Data is king. Whoever has the best data wins. We learned that the hard way…We got into health analytics because we knew we had to be better, and stronger, and more robust in it. Even though it’s not the fun and sexy part, it is absolutely essential. Know your data, get good data, don’t trust anyone else’s data.
Dr. Parinda Khatri
A recurrent theme was the importance of data. Data that is accurate, complete, and appropriate unlocks the power to understand, and thus manage, a wide range of activities, such as providing optimal care, defining and tracking quality metrics, and calculating the total cost of care for attributed populations. As the saying goes, “What gets measured gets done.” Echoing an earlier sentiment of “data is king,” grantees identified five common challenges to obtaining and effectively using data across multiple states:
- Accurate member attribution by Medicaid MCOs is a challenge in many states.
- Outdated and inaccurate member data from plans and state Medicaid overwriting provider-collected data is a barrier to maintaining accurate data on enrollees.
- The development of different attribution lists for different state programs creates confusion and complexity for providers.

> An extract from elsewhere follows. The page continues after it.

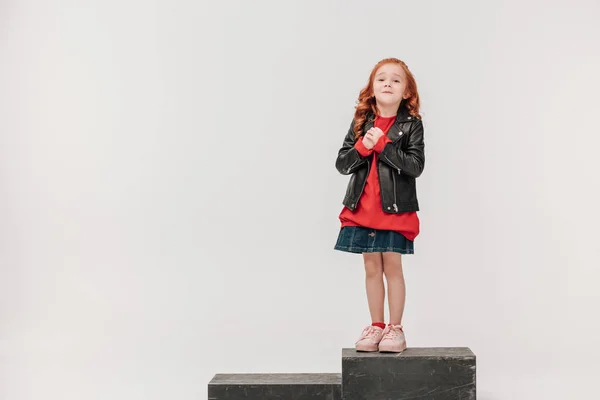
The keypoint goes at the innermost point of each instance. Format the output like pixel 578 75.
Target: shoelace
pixel 368 333
pixel 393 333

- The time and multiple processes involved in provider credentialing is a barrier to access and an opportunity for streamlining within Medicaid managed care.
- Claims data is a cornerstone of many value-based payment contracts, yet providers have difficulty obtaining it.
Participants described acting as key partners to Medicaid and MCOs in identifying and systematically addressing common challenges. For example, associations highlighted the practice of setting up individual monthly meetings with each MCO to bring up and troubleshoot challenges together. Associations also reported that it was most effective to work toward solutions “on the ground,” to resolve as many issues as possible and then to elevate issues as needed to higher levels within the association, provider, plan, or Medicaid organizations.